Explanation 1.—For the removal of doubts, it is hereby declared that where any salary paid in advance is included in the total income of any person for any previous year it shall not be included again in the total income of the person when the salary becomes due.
Explanation 2.—Any salary, bonus, commission or remuneration, by whatever name called, due to, or received by, a partner of a firm from the firm shall not be regarded as “salary” for the purposes of this section.
- “Salary”, “perquisite” and “profits in lieu of salary” defined. For the purposes of sections 15and 16 and of this section,— (1) “salary” includes— xx
(iv) any fees, commissions, perquisites or profits in lieu of or in addition to any salary or wages;
xx (3) “profits in lieu of salary” includes—
(i) the amount of any compensation due to or received by an assessee from his employer or former employer at or in connection with the termination of his employment or the modification of the terms and conditions relating thereto;
(ii) any payment (other than any payment referred to in clause (10), clause (10A), clause (10B), clause (11), clause (12), clause (13) or clause (13A) of section 10), due to or received by an assessee from an employer or a former employer or from a provident or other fund, to the extent to which it does not consist of contributions by the assessee or interest on such contributions or any sum received under a Keyman insurance policy including the sum allocated by way of bonus on such policy.
Explanation.—For the purposes of this sub-clause, the expression “Keyman insurance policy” shall have the meaning assigned to it in clause (10D) of section 10;
(iii) any amount due to or received, whether in lump sum or otherwise, by any assessee from any person— (A) before his joining any employment with that person; or (B) after cessation of his employment with that person.”
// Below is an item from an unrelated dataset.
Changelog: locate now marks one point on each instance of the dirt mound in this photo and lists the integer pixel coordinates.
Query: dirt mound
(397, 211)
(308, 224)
- At this stage it is important to analyse Section 192of the Income Tax Act. First and foremost, under sub-section (1) thereof, “any person responsible” for paying any income chargeable under the head “salaries” is alone brought into the dragnet of deduction of tax at source. The person responsible for paying an employee an amount which is to be regarded as the employee’s income is only the employer. In the facts of the present case, it is clear that the person who is responsible for paying the employee is not the employer at all, but a third person – namely, the customer. Also, if an employee receives income chargeable under a head other than the head “salaries”, then Section 192does not get attracted at all. In Emil Webber v. CIT, (1993) 2 SCC 453, the Ballarpur Paper and Straw Board Mills wanted to set up a caustic soda/chlorine manufacturing plant at Ballarpur. For this purpose, it entered into two agreements with Krebs, a French concern, which in turn entered into an agreement with a Swiss concern for making available services of certain personnel. The assessee, Emil Webber, was a person engaged by the Swiss concern. The assessee came to India and worked in connection with the setting up of the said plant. The question that was posed before this Court was whether the tax component paid by Ballarpur of the assessee’s taxable income could be included within the income of the assessee. This Court, in answering the said question, specifically stated in paragraph 8, that the question arose as to under which head of income should the said income be placed. This Court held that inasmuch as the assessee is not an employee of Ballarpur, which made the payment, it cannot be brought within the purview of Section 17 of the Act. Thus, such income must necessarily be placed under Section 56(1) of the Act as ‘income from other sources’.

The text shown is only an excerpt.